# NLP Modelling on Legal Court Text

*Yi Yin*

## Table of Contents

1. Enviroment Information
2. Read PDF files
3. Unsupervised Learning using LDA


### 1. Environment Information

- show the python version and system for this computer
- help others who use this code to produce replicable result

In [1]:
import IPython

# Information of my Python version, computer system
print(IPython.sys_info())

{'commit_hash': '523ed2fe5',
 'commit_source': 'installation',
 'default_encoding': 'UTF-8',
 'ipython_path': '/anaconda/envs/nlp/lib/python3.6/site-packages/IPython',
 'ipython_version': '7.2.0',
 'os_name': 'posix',
 'platform': 'Darwin-18.5.0-x86_64-i386-64bit',
 'sys_executable': '/anaconda/envs/nlp/bin/python',
 'sys_platform': 'darwin',
 'sys_version': '3.6.8 |Anaconda, Inc.| (default, Dec 29 2018, 19:04:46) \n'
                '[GCC 4.2.1 Compatible Clang 4.0.1 (tags/RELEASE_401/final)]'}


### 2.Read PDF files

In [2]:
# import pdfminer and to read PDF files
from pdfminer.pdfinterp import PDFResourceManager, PDFPageInterpreter
from pdfminer.converter import TextConverter
from pdfminer.layout import LAParams
from pdfminer.pdfpage import PDFPage

# import io (input and output); BytesIO encode string to byte object
from io import BytesIO

# extract all file name in a folder, for the convenience of reading PDF files
import glob

# latter use to store cleaned string into json file
import simplejson as json

# re (regular expression) to find string with certain patterns
import re

#### A function to read PDF file:
 
    pdf_file: the filename of PDF (including the path (i.e location) )
    return: contentt of the PDF (string in Byte object,
    remember we use BytesIO to encode our string result)


In [4]:
def read_pdf(pdf_file):

    resource_mgr = PDFResourceManager()
    retstr = BytesIO()
    codec = 'utf-8'
    laparams = LAParams()
    device = TextConverter(resource_mgr, retstr, codec=codec, laparams=laparams)
    interpreter = PDFPageInterpreter(resource_mgr, device)
    fp = open(pdf_file, 'rb')
    maxpages = 0
    caching = True
    pagenos = set()
    
    for page in PDFPage.get_pages(fp, pagenos, 
                                  maxpages=maxpages, 
                                  caching=caching, 
                                  check_extractable=True):
        interpreter.process_page(page)

    result_str = retstr.getvalue()
    
    fp.close()
    device.close()
    retstr.close()
    
    return result_str

In [6]:
case_list = glob.glob('./case_test/*.pdf')
# a list to store the name of the pdf
pdf_name = []
# a list to store the content of the pdf
pdf_content = []

# a loop to read all the pdf and store their name and content to the respective list
for case in case_list:
    pdf_name.append(case.replace('./case_test/', '').replace('.pdf', ''))
    pdf_content.append(read_pdf(case))

In [7]:
pdf_content[0][:300]

b'Intellectual Ventures I LLC v.
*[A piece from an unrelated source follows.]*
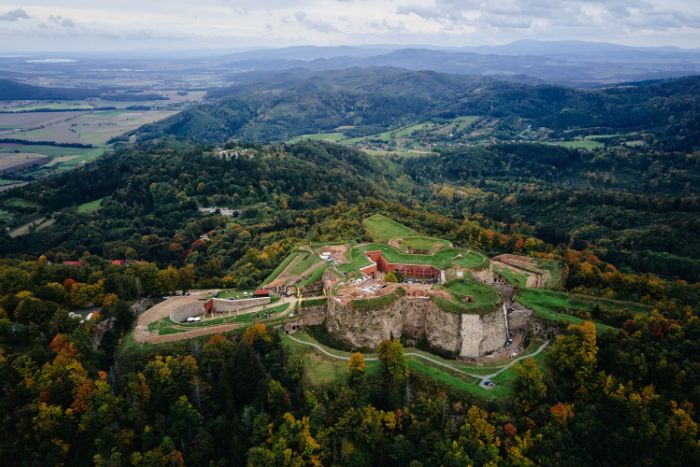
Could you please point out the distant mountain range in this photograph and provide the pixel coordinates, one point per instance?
(572, 63)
Motorola Mobility LLC, 870 F.3d 1320 (2017)\n124 U.S.P.Q.2d 1129\n\n870 F.3d 1320\n\nUnited States Court of Appeals,\n\nFederal Circuit.\n\nINTELLECTUAL VENTURES I LLC, Intellectual Ventures II LLC, Plaintiffs\xe2\x80\x93Appellees\n\nMOTOROLA MOBILITY LLC, fka Motorola Mobility, INC., Def'

Decode the PDF contents

In [8]:
court_text = []
for content in pdf_content:
    # decode every pdf file content, sepecify the decode style "utf-8"
    # p.s. "utf-8" is the most commom encoding sytle today
    decoded_content = content.decode("utf-8") 
    court_text.append(decoded_content) 

In [17]:
type(court_text[0])

str

### 3. Unsupervised Learning using Latent Dirichlet Allocation (LDA) 

Latent Dirichlet Allocation (LDA) is a popular topic modelling tool.

In [32]:
from nltk.tokenize import StanfordTokenizer
from nltk.stem.snowball import EnglishStemmer

In [23]:
import nltk
# remove English stop words such as "the" "a" "and"
from nltk.corpus import stopwords

In [24]:
stopwords = set(stopwords.words('english'))

In [38]:
#  A custom regex tokenizer to get rid of all puctuation
tokenizer = RegexpTokenizer(r'\w+')
token_court = []
for text in court_text:
    # remove all the hyperlikn
    text = re.sub(r'http\S+', '', text, flags=re.MULTILINE) 
    # get rid of all puctuation
    toks = tokenizer.tokenize(text)
    # Stem the tokens 
    stemd = [EnglishStemmer().stem(tok) for tok in toks if not tok in stopwords]
    # combine every loop result
    token_court.append(stemd)


Prepare the Bag of Words for LDA model

In [50]:
from gensim.corpora.dictionary import Dictionary
# Create a corpus from tokenized job description
gen_dictionary = Dictionary(token_court)
common_corpus = [gen_dictionary.doc2bow(text) for text in token_court]

In [47]:
# Train the model on the corpus.
lda = LdaModel(common_corpus, num_topics = 2, id2word=gen_dictionary, passes=10)

In [48]:
topics = lda.print_topics(num_words=5)
for topic in topics:
    print(topic)

(0, '0.014*"patent" + 0.013*"claim" + 0.011*"s" + 0.010*"the" + 0.009*"u"')
(1, '0.014*"patent" + 0.009*"claim" + 0.008*"f" + 0.008*"ericsson" + 0.008*"d"')


In [54]:
import pyLDAvis.gensim
lda_display = pyLDAvis.gensim.prepare(lda, common_corpus, gen_dictionary,sort_topics=False)
pyLDAvis.display(lda_display)

of pandas will change to not sort by default.

To accept the future behavior, pass 'sort=False'.


  return pd.concat([default_term_info] + list(topic_dfs))